At this point in time, I was starting to get fed up of chess and I desperately wanted to take a break from the game as I continued life in a dysfunctional state. I ended 2010 feeling weak and feeble, with headaches, colds, sleeping problems and fatigue threatening to ruin the quality of my life forever. My frustration got worse with every defeat as I was going through a phase of "Chess Blindness" were I was struggling to see certain details of a chess position. Despite all of this, I still found myself playing 5 games for my county in the 2010/11 season. I remember feeling weak in each one of them. The long trips in other people's cars and the conversations that I had no interest in just sapped my already limited energy even more.
In Early 2011, I was taken to an appointment at Queen Mary's Hospital in Roehampton for a CAT scan to see if there is anything wrong with my brain in order to try to find an answer to why I was getting frequent persistant headaches. Eventually, the doctor confirmed that I actually had a healthy brain but also diagnosed me with sinusitis. They said that it was blockage in the sinuses that was causing the headaches.
By the spring of 2011 I was seriously contemplating retirement as I was consistently and persistently suffering from ailments.
I would normally play in the Surrey Individual tournaments during the summer, but in 2011 I decided to take a break from the game as I continued to feel dysfunctional with my seemingly never-ending symptoms. This was the kind of break I waited all season for. With all of my struggles both on and off the chessboard, losing game after game, losing so many days at work, losing trust with my own body and ultimately, losing my confidence in life.
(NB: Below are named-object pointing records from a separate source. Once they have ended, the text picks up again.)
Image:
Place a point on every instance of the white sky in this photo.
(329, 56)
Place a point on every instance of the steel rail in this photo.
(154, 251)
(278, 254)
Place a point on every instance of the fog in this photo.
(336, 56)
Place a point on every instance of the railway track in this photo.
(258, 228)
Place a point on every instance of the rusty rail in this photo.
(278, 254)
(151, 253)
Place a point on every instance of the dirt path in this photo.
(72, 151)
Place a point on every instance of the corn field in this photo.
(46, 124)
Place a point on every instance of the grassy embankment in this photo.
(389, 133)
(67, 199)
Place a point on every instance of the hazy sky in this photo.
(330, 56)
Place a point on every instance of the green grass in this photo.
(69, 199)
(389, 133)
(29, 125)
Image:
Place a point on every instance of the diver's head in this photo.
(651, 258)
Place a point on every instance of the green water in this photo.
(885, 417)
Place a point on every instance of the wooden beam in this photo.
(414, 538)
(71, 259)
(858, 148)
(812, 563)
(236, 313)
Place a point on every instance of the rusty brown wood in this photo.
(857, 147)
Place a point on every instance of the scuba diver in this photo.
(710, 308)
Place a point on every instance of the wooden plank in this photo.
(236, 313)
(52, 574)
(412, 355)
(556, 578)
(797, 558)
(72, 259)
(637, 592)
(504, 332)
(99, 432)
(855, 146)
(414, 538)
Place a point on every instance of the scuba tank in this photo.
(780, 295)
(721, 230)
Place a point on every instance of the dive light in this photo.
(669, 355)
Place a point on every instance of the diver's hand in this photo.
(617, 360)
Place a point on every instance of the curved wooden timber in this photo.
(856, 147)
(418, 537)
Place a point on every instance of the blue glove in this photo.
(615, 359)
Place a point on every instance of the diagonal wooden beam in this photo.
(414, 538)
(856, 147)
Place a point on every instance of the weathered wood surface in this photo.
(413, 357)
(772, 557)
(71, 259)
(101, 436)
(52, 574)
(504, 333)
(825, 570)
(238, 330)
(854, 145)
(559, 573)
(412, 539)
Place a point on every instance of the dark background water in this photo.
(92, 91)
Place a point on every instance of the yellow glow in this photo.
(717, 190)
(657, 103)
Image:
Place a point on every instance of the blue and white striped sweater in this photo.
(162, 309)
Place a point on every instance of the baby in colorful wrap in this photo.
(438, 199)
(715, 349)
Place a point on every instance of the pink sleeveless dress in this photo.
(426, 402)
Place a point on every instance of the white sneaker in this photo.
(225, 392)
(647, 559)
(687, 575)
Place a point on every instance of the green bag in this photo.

So what else to do during the summer? During the spring of 2011 I was made aware about a 6-week course called "Loving Life" by my local Buddhist centre where I had been attending meditation classes since early 2010. It was a course that was based on a meditation practice called the "Metta Bhavana" or "The development of loving kindness". The aim of the course is to explore positive emotion for ourselves and for other people. Every session was on a Tuesday night from 7 to 9:30 pm. However, I remember feeling faint after the second session and one of the ordained Buddhists who was co-leading the course giving me a glass of water to help regain my conscience. Despite this experience, it was an enjoyable course overall where we really looked into the meaning of love, compassion, self respect and inner peace.
In July 2011 I was invited to my local hospital Croydon University Hospital. (Formally Mayday Hospital) to see an Ear, Nose and Throat specialist. She tried to stick a small telescope in my nostrils. (Sounds painful and it was) I was so sensitive to the telescope that before she could see anything inside my nostrils I reacted with a violent irritation. Shaking my head and rubbing my nose at lightning speed. The doctor eventually re-diagnosed me with allergic rhinitis, better known as hay-fever. Finally my mystery illness had a name!